As far as Blyth's experiments go, the following appears to be something like the true explanation of the microphone action. What he has termed the air and the tremor effects take place simultaneously. The tremor effect produces a jolting of the carbons sufficient to allow momentary minute electric arcs to take place between the points which are just clear of contact with each other. Simultaneously with this, the air effect comes in, and on account of the variations of density due to the condensations and rarefactions of the air, acts upon the minute electric arcs so as to vary their resistance. The tremor effect explains merely production of the musical pitch of the sounds heard in the telephone, whereas it is to the air effect that we must look for the transmission of the quality of the sounds uttered into the microphone transmitter. The microphone is thus so far a delicate make and break analogous to the old Reiss transmitter, with the important addition, however, of minute momentary gaps filled with a material which is sensitive to the minute harmonic variations of the atmospheric density which constitute sonorous vibrations. (Prof. Blyth.)
(1) Simple Microphone, capable of making the tramping of a fly, etc, audible (Fig. 86). - All the battery it requires is a piece of carbon and zinc or copper and zinc, about 3 in. square, with a piece of blotting - paper between, damped with vinegar. It answers equally as well as an expensive battery. / is a box, size immaterial, say 4 in. square; over the top is stretched a piece of vegetable parchment; a, pieces of carbon filed to a knife - edge at top, to support small stick of carbon, b; c, piece of wood glued to a and to parchment top; d, wires connecting a with binding - screws e. An old sewing machine needle makes a good drill for drilling the holes into which the wires are wedged tight with the point of a pin. B is another form, scarcely so sensitive, but less liable to accident from flies walking over it. a are 2 pieces of carbon about 1/4 in. square, fastened together by being glued to a thin piece of card which reaches about half - way up. The top of the carbon, in the centre, is - cupped so as to hold a small pellet of carbon, ranging in size from a mustard - seed to a pea; b, wires to binding - screws. When all the connections are made, place a watch at the bottom of the box at g, and gently push the carbon piece b till it is almost falling over.

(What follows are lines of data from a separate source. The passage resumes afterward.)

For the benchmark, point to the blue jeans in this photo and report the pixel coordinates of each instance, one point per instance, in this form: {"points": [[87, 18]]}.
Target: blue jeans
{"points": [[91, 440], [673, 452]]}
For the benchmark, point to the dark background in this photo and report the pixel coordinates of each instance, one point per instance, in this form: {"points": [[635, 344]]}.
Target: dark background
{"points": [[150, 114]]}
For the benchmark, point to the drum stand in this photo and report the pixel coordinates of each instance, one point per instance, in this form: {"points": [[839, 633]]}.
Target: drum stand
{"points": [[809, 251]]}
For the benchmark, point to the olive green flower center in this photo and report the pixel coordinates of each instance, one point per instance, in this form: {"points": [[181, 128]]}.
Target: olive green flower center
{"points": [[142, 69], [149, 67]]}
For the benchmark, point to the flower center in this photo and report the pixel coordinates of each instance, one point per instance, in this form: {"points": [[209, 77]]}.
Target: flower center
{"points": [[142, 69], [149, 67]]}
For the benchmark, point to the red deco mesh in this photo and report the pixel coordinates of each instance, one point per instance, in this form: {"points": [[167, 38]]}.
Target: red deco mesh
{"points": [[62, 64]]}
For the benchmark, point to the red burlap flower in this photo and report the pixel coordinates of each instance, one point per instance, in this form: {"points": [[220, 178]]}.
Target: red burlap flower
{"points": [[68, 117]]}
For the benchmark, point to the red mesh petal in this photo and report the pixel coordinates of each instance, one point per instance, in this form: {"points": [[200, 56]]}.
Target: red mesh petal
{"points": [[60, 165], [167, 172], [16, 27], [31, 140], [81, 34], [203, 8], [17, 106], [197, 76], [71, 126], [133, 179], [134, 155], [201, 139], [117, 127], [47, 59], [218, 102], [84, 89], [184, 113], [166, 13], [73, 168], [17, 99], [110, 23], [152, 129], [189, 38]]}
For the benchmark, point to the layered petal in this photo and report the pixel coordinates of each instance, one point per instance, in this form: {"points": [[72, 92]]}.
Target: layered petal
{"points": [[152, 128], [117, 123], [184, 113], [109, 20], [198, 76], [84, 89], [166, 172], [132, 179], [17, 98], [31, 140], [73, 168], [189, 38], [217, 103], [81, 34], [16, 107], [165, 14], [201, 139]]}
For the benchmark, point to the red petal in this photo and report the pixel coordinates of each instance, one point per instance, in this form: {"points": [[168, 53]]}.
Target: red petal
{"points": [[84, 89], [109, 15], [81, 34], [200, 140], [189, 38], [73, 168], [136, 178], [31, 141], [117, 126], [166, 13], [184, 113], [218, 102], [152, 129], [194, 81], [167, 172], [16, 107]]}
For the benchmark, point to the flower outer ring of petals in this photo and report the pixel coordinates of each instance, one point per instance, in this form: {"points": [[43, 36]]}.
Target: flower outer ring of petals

A little practice will soon enable any one to get a very fine balance. The finer the balance, the better the result. When the ticking of the watch can be heard distinctly, take it out and place it on the top of box, resting the ring on the piece of wood c. With a moderately good telephone, the ticking will be sufficiently loud to be heard across a good - sized room. For flies, cover the top with a bell glass, or put them in the box and close up the opening. When using a common pin instead of b, flies may be heard running about almost as distinctly as with the carbon. A human hair drawn across the - parchment is heard as a rustling sound in the telephone. The experiments should be conducted in a quiet room, as the slightest conversation or movement affects the microphone, and produces a jarring noise in the telephone. (T. Cuttriss).
(2) Adjustable Microphone
Get a piece of 1/8 - in. deal, about 4 in. by 3 in., polish it up, and ebonize it. Underneath put 4 corner pieces, 2 of which are shown at A, Fig. 87. Next fix one of the carbon pieces on the board. In one corner of the board cut a square hole through, as at a, then get your carbon block and bore a hole half - way through it, making the hole wider inside (A). The carbon "block is sunk slightly into the hole at a, a piece of copper wire is inserted, and melted lead is poured into the hole, binding the carbon block on and making a good connection between it and the wire, which is then connected underneath to the binding screw at 6. Then get a sb of thin " latten " brass about 2 in. long b. 3/16 in. broad, and punch two small holes in it, one at one end c, the other in the middle d. At the other end a piece of gas carbon, about 2/3in. by J in. by 1/8 in., is fastened by means of melted lead The end c is then fastened down with a screw and washer, the carbon end in this position being about J in. from the carbon block. A small spiral is made with No. 32 copper wire - this is put on a taper wood screw, which is screwed through d till the 2 carbon surfaces touch. If small sounds are intended to be shut out, the screw is tightened.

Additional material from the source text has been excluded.